Lee described pixel values having a value within a dynamic range of values (Lee,

p. 166, last paragraph). Lee described grayscale images in which pixels have values between 0 and 255. (Id.). 58. Lee described methods for computing local statistics such as the average

luminance of a selected group of pixels around the pixel being processed (the "mean" luminance value) and determining the amount by which the luminance of an individual pixel varied from the average of the luminance of the pixels in its vicinity. Lee does this to enhance image contrast in a selective manner. (Lee, p. 165, col. 2, lines 48-55). 59. Lee explained that the neighborhood or window used to obtain the selected group

of pixels could be of different sizes, such as 3×3, 5×5 and 7×7. (Lee, p. 166, col. 1, paragraph after Eq. 5). 60. Lee provided two equations that can be used to calculate average pixel values of a

selected group of pixels in a neighborhood. (See Eq. 1 and 2, Lee). The first average value taught by Lee, mi,j, is the arithmetic mean of a selected group of pixel values, including the pixel being processed. The mean, by definition, has a value within the dynamic range of the pixel values being averaged. The second average value taught by Lee, vi,j, is the variance, in which the squared variation of each pixel value from the average pixel value for the selected group of pixels is averaged.
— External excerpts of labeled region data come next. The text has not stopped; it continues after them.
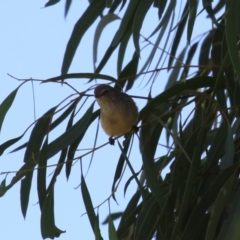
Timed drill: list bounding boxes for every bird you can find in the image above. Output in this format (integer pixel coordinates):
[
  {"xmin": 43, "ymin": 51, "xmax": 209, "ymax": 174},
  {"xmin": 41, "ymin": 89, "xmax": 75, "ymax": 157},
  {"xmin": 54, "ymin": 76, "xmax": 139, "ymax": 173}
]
[{"xmin": 94, "ymin": 84, "xmax": 138, "ymax": 145}]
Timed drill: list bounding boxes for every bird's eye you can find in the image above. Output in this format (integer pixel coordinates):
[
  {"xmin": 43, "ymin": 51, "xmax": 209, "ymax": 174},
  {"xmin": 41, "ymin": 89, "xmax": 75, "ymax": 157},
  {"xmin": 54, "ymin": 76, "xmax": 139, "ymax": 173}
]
[{"xmin": 102, "ymin": 89, "xmax": 108, "ymax": 95}]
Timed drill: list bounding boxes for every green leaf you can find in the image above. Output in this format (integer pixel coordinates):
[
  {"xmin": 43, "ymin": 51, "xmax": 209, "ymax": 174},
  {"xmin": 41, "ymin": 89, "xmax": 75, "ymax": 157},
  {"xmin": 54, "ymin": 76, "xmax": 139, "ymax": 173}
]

Variance is also a measure of contrast. 61. Lee taught one other local statistic that can be used for contrast enhancement,

which is the standard deviation. The standard deviation is the square root of the variance, vij, which is a measure of the variance of the pixel values from the average value of the pixel values. 62. Lee described how local statistics may be used to achieve contrast enhancement.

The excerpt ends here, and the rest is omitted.